さらにサスペションも、フロントフォークをリーディングアクアするというボトムケース先端ではなくした構成として剛性を高めフリクションロスの少ないスムーズな作動の仕様としたり、リヤサスもバネレートを低め(大きくストロークしてもバンプラバーという衝撃吸収材を大柄に設定、フルストロークでの衝突を緩和していた)で作動吸収性が高く、当時の市販車では類をみない路面追従性を誇った。
その馴染みやすく安心感の大きなハンドリングは、当時のカワサキが如何にライバルたちと考え方に開きが大きかったかを象徴するひとつでもあった。


43PS/9,500rpmで3.5kgm/7,500rpm。
10,000rpmを許容する鋭さとパワー感は400として申し分なく、中速域でピックアップと加速に優れる、絶妙な中間特性が大きく評価されていた。
ホイールベースは1,445mmで前輪19インチの大型車と同じホイール径で後輪は18インチ。
このやや大きめの設定は、Z1以来Z1000系でも鍛え上げてきた、安定性をベースとしたリーンなど運動性や旋回中の安心感まで、まさにライダーが走りにヤル気をださせる扱いやすいハンドリング。
乾燥重量189kgと相まってコーナリングが楽しめるという評判で、Z750FXと共にライバルを突き放す存在として知れ渡っていた。



1979年の初期型E1は、年末に新グラフィックとなったE2を加え1980年と1981年にクラストップの登録台数を記録。
1980年のE3では、直線のラインをグラフィックへ加えるマイナーチェンジとなり硬派なイメージを強調する戦略を展開していた。

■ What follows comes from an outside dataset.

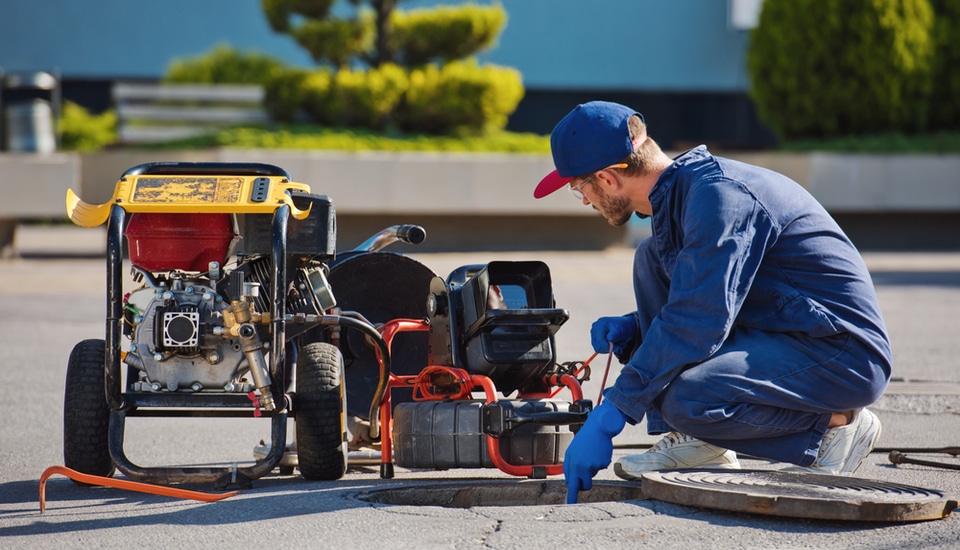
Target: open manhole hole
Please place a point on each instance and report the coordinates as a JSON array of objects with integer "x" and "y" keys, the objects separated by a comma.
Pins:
[{"x": 509, "y": 493}]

カタログもその好調ぶりに自身満々のコピーが並び、ハンドリングの良さで人気が倍加しているのをアピールし続けていた。
1981年にはブレーキをはじめ装備品までクオリティをアップ、グラフィックも硬派ながら大人びた艶やかさを加える余裕をみせていたのだ。
1982年、Z400GPへ世代交替をしたが、Z400FXはエンジン性能だけでなく、優れた車体と良好なバランスの足回りなど、トータルバランスを追求したスポーツバイクほど、ライディングを楽しめるという当時はほぼ認識されていなかった評価を、キャリアの浅い中型クラスへ浸透させ、その貢献度大きさは忘れられない。